I felt like I was in a fog and felt a little discouraged and depressed. It seemed everything I was working for as far as work and pleasure was going down the drain. I knew the day would come for me to take care of Mom and Dad but I felt it came so soon- too soon for me to reach my goals. It can't be anyone's fault but mine that I didn't achieve them. I have no objection to taking care of Mom and Dad though the do things sometimes to make it hard on themselves. Mom doesn't want to make sacrifices and Dad is unwilling to straighten out his sleep cycle. I would be miserable if I moved too far from them that is for sure.

I learned a new word Thursday. My boss at the store had difficulty understanding a person on the phone. This is understandable as even in the past three months our demographic has deteriorated at the store. A rinky-dink Mexican grocery set up next to us and we have a new landlord.

Anyway one of the words my boss had trouble understanding was the word "cree". It is an African-American corruption of the word "three". This is common in rural areas. We had a good time with that one.
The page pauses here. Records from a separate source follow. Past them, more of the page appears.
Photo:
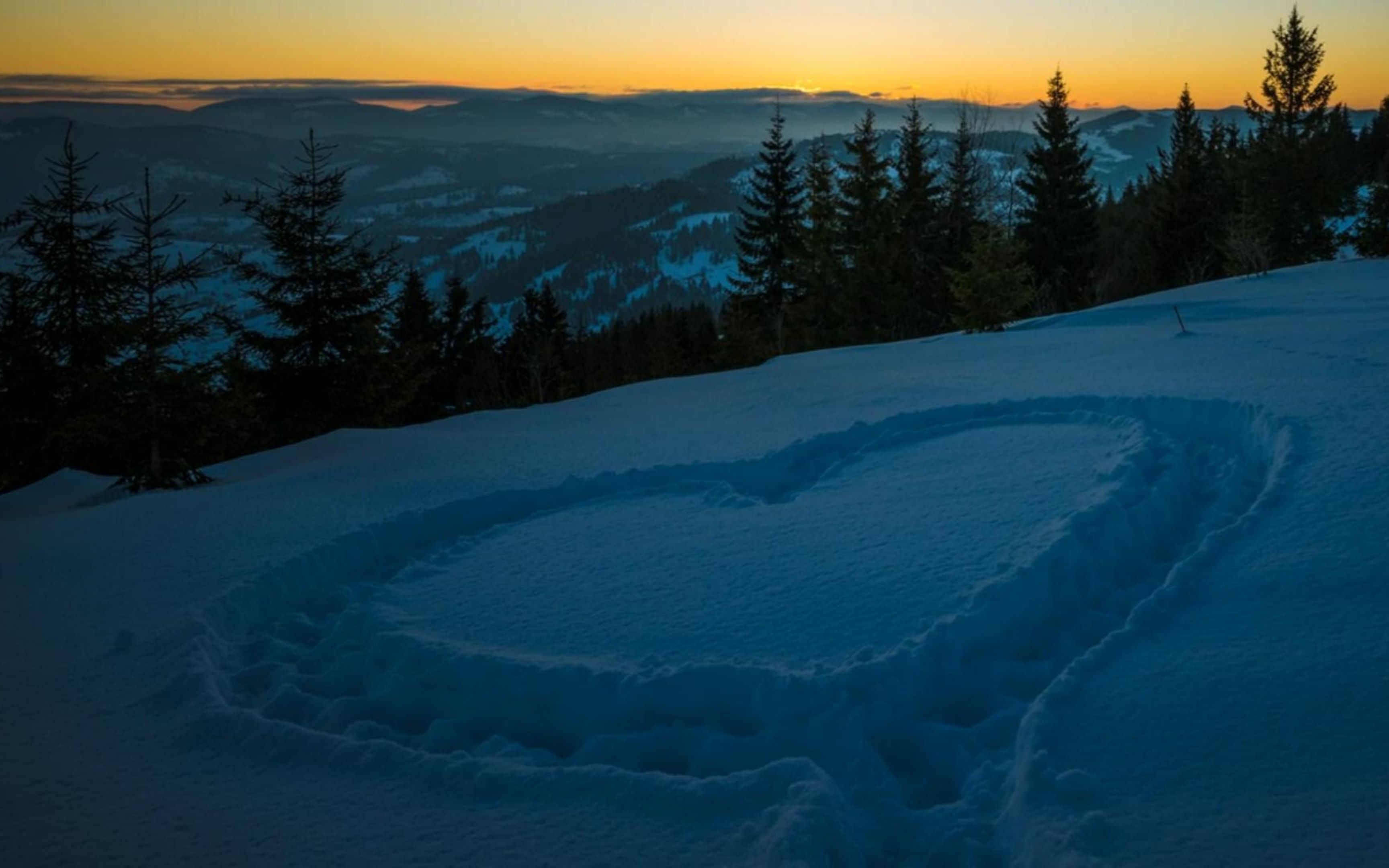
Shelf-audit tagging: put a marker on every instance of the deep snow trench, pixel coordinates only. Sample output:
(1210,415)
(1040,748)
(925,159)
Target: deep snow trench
(899,730)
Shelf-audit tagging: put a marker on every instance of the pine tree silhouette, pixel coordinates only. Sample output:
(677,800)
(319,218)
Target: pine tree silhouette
(820,271)
(994,288)
(538,346)
(866,223)
(1187,220)
(416,337)
(71,291)
(469,374)
(166,388)
(1059,228)
(327,291)
(1371,232)
(770,232)
(963,199)
(1292,182)
(924,296)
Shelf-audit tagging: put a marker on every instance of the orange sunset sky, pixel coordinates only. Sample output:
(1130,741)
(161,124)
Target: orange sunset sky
(1112,52)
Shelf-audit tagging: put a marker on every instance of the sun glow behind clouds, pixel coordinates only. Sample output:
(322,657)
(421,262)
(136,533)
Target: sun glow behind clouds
(1113,53)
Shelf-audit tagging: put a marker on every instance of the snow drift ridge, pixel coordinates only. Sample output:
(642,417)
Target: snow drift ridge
(919,749)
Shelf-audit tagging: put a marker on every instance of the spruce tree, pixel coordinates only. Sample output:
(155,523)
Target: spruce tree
(164,387)
(469,366)
(768,237)
(1292,181)
(1187,225)
(1374,142)
(25,385)
(866,220)
(820,268)
(1059,228)
(920,280)
(327,292)
(963,195)
(538,346)
(1371,231)
(416,337)
(70,287)
(995,287)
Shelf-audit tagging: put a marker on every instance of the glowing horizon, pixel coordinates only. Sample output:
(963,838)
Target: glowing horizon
(1001,51)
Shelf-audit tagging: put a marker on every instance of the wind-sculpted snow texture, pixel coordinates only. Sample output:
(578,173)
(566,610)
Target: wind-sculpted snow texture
(912,750)
(1092,592)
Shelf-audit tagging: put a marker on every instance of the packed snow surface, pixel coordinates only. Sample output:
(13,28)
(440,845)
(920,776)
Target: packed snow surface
(1087,592)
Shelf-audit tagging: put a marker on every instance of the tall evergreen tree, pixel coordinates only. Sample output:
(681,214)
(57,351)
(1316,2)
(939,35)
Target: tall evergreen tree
(469,373)
(1371,232)
(538,346)
(416,337)
(25,385)
(1059,225)
(920,283)
(768,237)
(1374,142)
(1292,181)
(70,281)
(866,220)
(994,287)
(1187,221)
(963,195)
(327,291)
(820,270)
(166,388)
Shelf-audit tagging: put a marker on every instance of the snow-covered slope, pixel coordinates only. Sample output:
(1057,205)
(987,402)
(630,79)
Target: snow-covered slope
(1087,592)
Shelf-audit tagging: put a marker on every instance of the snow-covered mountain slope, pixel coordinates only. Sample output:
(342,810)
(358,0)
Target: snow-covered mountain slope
(1087,592)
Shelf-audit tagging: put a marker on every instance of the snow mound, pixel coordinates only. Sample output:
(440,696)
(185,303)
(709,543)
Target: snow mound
(919,746)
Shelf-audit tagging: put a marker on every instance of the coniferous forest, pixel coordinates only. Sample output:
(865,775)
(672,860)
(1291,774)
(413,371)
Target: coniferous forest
(109,362)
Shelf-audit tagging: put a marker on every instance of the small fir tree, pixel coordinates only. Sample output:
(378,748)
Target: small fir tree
(1292,180)
(327,291)
(166,387)
(995,287)
(770,232)
(866,221)
(1059,228)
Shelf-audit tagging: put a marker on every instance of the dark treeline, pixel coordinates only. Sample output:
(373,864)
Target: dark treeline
(876,249)
(107,359)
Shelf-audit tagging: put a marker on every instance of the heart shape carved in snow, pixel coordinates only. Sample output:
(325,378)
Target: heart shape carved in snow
(356,643)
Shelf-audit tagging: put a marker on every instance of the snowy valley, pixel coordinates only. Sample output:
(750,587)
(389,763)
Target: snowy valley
(1095,591)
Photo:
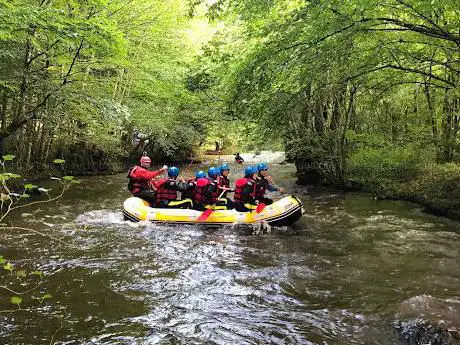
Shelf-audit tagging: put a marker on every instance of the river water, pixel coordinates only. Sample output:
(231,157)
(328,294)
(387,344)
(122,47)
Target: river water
(340,275)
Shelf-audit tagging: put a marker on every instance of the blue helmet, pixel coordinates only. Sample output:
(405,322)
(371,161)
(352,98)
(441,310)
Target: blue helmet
(213,172)
(200,174)
(250,170)
(262,166)
(224,167)
(173,172)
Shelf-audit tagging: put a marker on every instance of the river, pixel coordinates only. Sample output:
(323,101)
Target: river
(339,276)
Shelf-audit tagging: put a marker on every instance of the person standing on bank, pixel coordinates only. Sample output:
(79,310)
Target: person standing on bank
(140,177)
I am still coming in late for work more often than not but the delays are less. I want to be goal compliant by January 31 with my annual resolutions. I promised I'd do a regular job search, be punctual, and embark on a diet and exercise program. I promised that I would subject Mom to an exercise regimen. I am exercising two or three times per week and doing walking once every week. This is half the number of days per week I need to do this.

I dislike making and breaking promises and seeing my life deteriorate.